Khurshid, who is currently on an official visit here, said that the security and stability in the Arabian Peninsula is closely linked to the security in South Asia.
Official sources said that counter-terrorism cooperation and security are "one of the major areas" of cooperation that has grown since 2006.
According to sources in security agencies, despite some people feeling otherwise, Saudi Arabia is equally concerned about the rise of extremism and terrorism.
The relations between India and Saudi Arabia, which has a very close ties with Pakistan, has seen an upswing in areas of trade, economy, political exchange and security.
Last year, the Saudi government had helped India apprehend two key terror suspects, including Zabiuddin Ansari alias Abu Jundal.
Jundal, who had traveled to Saudi Arabia on a Pakistani passport, is alleged to be one of the handlers who was present in the control room in Pakistan when the terror attack was being carried out in 2008.
Saudi authorities had also detained and deported a suspected founding member of the Indian Mujahideen terrorist group, Fasih Mehmood, for the 2010 bomb blast in Bangalore.
Sources said the counter-terrorism cooperation has seen a steady rise in the last eight years with regular exchange of information and meetings with both internal and external security agencies of both countries.
Sources said one of the major turning point was the visit of Saudi King Abdullah to New Delhi in January 2006.
The 'Delhi Declaration' that was signed between the two countries during the visit stressed that terrorism was a 'scourge" that "the governments would closely and actively cooperate" to fight it and other transitional crimes like money laundering, drugs and arms trade among others.
Even the 'Riyadh Declaration' signed in 2010 during Prime Minister Manmohan Singh's visit to the country emphasised on cooperation in exchange of information on terrorism.
Following a string of attacks in 2003 and 2004 in the country, late Crown Prince Nayef directed the Kingdom's campaign against al-Qaeda.
As per Wikileaks Cables, former US Secretary of State Hillary Clinton had identified Saudi as world's largest source of funds for Islamist militant groups such as the Afghan Taliban and Pakistan-based Lashkar-e-Tayiba.
"More needs to be done since Saudi Arabia remains a critical financial support base for al-Qaeda, the Taliban, LeT and other terrorists groups," said a secret December 2009 paper signed by the US secretary of state.
According to sources, Pakistani terrorist groups and agencies have often in the past focused on worker class in Saudi for recruiting and then giving training to be used for terror activities.
Sources also said a major part of funds is raised by terror groups from Saudi Arabia through their frontal groups that claim to be involved in social work. And this where the security agencies of both country are working together.

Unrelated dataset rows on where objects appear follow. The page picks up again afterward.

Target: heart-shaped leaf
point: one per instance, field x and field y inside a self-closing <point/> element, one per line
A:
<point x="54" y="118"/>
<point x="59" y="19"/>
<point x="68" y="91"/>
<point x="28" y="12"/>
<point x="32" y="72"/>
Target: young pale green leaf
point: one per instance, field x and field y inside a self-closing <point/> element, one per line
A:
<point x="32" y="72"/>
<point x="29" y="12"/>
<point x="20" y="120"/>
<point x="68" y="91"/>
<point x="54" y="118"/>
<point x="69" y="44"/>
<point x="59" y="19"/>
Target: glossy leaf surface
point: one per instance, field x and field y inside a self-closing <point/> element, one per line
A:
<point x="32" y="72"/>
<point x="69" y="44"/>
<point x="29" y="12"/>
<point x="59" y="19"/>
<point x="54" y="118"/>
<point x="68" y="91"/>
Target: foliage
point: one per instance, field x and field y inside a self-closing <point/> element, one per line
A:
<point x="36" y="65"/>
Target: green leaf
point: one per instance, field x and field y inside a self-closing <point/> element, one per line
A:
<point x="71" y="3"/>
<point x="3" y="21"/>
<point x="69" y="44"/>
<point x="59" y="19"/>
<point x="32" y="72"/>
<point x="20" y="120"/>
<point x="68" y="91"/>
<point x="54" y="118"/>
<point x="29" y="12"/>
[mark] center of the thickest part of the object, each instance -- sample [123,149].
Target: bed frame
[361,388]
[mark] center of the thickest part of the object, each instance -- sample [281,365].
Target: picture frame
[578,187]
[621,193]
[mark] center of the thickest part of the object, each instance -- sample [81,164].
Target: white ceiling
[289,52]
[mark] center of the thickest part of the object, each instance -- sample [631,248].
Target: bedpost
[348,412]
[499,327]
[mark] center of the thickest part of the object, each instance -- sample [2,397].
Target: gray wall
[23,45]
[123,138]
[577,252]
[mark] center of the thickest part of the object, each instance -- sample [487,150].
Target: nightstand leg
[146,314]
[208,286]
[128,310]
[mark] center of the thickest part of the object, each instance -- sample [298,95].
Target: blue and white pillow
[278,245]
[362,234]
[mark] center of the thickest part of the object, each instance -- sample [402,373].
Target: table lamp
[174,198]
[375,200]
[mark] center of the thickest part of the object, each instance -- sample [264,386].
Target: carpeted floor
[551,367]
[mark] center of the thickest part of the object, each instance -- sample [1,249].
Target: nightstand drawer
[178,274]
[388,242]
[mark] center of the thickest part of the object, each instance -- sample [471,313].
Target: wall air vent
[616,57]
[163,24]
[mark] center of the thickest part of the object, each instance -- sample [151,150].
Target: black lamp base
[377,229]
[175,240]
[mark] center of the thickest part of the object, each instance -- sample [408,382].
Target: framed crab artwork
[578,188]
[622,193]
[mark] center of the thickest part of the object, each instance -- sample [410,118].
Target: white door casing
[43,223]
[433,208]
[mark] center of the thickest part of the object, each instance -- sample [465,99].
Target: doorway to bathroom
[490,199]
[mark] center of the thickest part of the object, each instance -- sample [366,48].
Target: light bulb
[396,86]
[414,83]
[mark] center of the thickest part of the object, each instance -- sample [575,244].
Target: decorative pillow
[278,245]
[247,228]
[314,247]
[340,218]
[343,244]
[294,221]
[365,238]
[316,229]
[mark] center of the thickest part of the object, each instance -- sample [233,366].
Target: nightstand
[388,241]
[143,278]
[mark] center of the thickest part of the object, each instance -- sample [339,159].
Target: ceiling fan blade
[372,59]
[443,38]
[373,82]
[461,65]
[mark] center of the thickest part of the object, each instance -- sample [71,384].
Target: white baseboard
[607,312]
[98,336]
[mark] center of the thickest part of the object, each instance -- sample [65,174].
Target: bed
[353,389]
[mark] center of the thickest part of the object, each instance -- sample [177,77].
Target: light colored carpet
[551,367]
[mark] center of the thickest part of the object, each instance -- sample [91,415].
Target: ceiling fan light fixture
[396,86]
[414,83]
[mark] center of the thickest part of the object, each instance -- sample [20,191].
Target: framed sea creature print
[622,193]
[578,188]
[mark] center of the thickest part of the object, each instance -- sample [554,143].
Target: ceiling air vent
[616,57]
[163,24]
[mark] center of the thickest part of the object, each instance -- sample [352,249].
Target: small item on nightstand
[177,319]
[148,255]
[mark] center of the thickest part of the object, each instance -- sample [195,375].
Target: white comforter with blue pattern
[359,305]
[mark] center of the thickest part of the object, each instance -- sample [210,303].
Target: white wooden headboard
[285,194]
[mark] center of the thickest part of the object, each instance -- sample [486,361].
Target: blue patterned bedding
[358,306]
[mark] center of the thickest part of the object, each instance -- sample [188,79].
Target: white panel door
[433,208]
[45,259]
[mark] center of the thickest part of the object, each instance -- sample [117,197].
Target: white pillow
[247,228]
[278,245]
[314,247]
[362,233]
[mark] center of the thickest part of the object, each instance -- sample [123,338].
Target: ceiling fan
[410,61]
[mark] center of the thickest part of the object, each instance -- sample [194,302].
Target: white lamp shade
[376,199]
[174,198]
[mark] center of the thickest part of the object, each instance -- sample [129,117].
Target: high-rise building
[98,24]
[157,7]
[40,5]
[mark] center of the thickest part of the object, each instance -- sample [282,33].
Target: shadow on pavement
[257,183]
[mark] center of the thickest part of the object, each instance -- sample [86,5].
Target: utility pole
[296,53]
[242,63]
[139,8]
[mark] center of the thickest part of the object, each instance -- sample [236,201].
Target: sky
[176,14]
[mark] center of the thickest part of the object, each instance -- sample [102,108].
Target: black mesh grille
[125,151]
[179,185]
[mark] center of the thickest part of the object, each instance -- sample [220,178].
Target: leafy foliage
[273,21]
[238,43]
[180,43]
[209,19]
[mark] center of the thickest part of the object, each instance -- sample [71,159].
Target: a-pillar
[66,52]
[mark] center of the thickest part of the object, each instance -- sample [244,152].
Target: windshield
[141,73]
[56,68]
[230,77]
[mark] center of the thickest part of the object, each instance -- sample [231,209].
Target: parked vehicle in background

"Not only are there now regular exchange of information, agencies are working together to choke the financial support chain also," a source said.
Asked why there has been a fast-paced positive relationship that Saudi Arabia has with India on anti-terror issues, a source said, "A lot has to (do) with the internal dynamics of the country as well as geo-politics. Apart from Pakistan, everyone else seems to be on the same page."
Khurshid, who has already met Crown Prince Salman bin Abdulaziz, who is also the Defence Minister, will be meeting with the Interior Minister later in the day.